Die technische Infrastruktur in Brasilien für die vierte Generation (4G) der Mobiltelefone soll bis Ende Mai 2013 und damit rechtzeitig bis zum Confederations-Cup (Copa das Confederações) an allen Spielstätten verfügbar sein. Wie der Kommunikationsminister Paulo Bernardo gestern (07.02.) bekannt gab wird die hierzu notwendige Versteigerung der Lizenzen für die Mobilfunkanbieter im Mai diesen Jahres stattfinden.

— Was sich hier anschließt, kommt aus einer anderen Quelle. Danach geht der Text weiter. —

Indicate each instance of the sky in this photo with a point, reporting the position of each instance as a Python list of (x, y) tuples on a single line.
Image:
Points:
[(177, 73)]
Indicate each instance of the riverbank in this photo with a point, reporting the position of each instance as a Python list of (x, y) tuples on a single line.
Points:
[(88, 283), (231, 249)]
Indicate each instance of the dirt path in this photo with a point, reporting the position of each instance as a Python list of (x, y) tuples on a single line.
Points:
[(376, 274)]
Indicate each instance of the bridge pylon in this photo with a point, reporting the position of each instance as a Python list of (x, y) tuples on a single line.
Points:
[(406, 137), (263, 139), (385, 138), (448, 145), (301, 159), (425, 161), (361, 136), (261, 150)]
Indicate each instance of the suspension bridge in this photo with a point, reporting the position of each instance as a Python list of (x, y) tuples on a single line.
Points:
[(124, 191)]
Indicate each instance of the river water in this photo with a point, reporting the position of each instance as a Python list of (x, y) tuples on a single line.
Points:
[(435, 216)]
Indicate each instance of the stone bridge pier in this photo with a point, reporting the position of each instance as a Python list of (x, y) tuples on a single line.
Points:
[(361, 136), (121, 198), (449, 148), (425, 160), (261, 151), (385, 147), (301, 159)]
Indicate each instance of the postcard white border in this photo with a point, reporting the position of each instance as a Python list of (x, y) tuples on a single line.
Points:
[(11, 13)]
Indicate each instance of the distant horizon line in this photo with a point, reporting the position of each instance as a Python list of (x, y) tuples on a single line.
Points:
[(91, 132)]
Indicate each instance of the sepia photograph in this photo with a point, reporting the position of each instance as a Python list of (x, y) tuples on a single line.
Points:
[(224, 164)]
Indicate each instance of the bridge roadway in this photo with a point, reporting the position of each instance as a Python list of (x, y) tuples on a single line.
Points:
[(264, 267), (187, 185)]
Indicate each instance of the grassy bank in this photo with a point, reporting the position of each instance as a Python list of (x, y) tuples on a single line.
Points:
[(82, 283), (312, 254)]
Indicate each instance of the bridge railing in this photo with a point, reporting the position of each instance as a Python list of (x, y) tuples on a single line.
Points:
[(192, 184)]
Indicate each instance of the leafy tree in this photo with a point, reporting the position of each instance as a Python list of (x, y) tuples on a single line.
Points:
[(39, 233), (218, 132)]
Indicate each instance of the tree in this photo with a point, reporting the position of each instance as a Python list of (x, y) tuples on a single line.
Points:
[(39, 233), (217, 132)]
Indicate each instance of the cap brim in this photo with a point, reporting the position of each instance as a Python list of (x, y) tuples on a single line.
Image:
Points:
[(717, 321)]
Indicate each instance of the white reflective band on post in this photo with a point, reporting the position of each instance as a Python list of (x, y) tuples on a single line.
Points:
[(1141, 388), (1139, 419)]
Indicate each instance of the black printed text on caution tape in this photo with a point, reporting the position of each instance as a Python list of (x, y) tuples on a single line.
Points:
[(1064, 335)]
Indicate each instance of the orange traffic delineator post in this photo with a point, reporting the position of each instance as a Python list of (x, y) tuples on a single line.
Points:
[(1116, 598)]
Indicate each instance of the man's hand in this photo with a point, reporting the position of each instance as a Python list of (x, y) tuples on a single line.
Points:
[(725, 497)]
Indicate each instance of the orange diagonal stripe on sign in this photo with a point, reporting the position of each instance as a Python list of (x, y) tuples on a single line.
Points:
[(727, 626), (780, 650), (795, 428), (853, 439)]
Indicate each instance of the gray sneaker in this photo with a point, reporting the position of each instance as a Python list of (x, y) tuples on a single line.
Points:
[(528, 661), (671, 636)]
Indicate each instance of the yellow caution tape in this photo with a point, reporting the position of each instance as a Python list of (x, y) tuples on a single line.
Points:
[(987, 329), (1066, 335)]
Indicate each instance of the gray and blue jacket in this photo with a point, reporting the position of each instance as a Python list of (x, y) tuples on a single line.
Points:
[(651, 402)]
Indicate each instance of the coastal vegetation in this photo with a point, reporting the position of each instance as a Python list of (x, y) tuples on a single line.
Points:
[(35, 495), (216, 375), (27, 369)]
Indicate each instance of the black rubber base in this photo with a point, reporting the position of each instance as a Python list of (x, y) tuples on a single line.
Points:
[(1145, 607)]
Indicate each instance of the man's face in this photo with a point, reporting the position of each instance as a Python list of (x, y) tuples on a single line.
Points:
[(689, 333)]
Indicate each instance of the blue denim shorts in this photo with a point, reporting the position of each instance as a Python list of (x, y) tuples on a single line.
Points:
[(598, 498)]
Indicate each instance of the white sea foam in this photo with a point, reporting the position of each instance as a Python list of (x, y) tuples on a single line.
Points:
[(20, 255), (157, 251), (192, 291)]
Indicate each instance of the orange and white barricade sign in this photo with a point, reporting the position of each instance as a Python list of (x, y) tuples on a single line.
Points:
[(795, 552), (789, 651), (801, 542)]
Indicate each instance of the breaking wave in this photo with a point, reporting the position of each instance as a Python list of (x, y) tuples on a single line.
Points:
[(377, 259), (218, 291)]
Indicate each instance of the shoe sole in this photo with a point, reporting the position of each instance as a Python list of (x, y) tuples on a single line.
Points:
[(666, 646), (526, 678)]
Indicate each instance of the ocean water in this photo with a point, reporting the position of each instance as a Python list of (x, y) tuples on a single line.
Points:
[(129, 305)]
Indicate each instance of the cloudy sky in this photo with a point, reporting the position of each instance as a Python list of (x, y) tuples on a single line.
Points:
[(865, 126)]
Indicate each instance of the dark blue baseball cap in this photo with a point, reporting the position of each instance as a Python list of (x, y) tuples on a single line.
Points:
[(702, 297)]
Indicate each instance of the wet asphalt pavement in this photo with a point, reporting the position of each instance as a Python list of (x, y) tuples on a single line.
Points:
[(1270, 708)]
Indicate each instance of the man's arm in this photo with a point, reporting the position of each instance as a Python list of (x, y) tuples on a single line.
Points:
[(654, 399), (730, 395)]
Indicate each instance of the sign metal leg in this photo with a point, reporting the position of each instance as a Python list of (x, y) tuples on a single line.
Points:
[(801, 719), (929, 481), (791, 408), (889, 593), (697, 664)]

Vorgesehen ist jetzt eine Bekanntgabe der Konditionen für die Versteigerung durch die nationale Agentur für Telekommunikation (Agência Nacional de Telecomunicações, kurz: Anatel) am 16. April. Der Minister versprach, dass die Konditionsvergabe so sein werde, dass an allen Spielstätten des Confederations-Cup in 2013 und der Fußball-Weltmeisterschaft in 2014 mit Beginn der Spiele die neue Technologie verfügbar sein wird.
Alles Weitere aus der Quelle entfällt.